Para ser periodista hay que ser invisible, tener curiosidad, tener impulsos, tener la fe del pescador (Y su paciencia), el ascetismo de quien se olvida de sí, de su hambre, de su sed y de sus preocupaciones para ponerse al servicio de la historia de otro. Vivir en promiscuidad con la inocencia y la sospecha, en pie de guerra con la conmiseración y la piedad. Ser preciso sin ser inflexible y mirar como si se estuviera aprendiendo a ver el mundo. Con ojos de crío y la mente sin adulterar. Escribir con la concentración de un monje y la humildad de un aprendiz. Atravesar un campo de correcciones infinitas, buscar palabras donde parece que ya no las hubiera. Llegar, después de largo periplo, a un texto vivo, sin ripios, sin tics, sin auto-plagios, que dude y que diga lo que tiene que decir (Que cuente el cuento), que sea inolvidable.
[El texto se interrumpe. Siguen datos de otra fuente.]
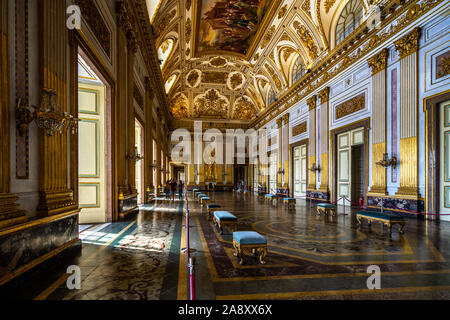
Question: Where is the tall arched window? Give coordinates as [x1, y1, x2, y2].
[292, 56, 306, 83]
[267, 87, 276, 106]
[158, 39, 174, 69]
[335, 0, 363, 46]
Un texto que deje, en quien lo lea, el rastro que dejan, también, el miedo o el amor, una enfermedad o una catástrofe.
Ahora, a ver quien es el capullo que llama a eso un oficio menor.
La comunicación que se establece entre lo que uno dice y lo que los demás entienden queda en ocasiones frenada por el impacto de la interpretación que cada uno hace de las palabras, de las ideas, de los textos... Si traspasamos la cuarta pared el diálogo será más fluído. Que todo fluya pues...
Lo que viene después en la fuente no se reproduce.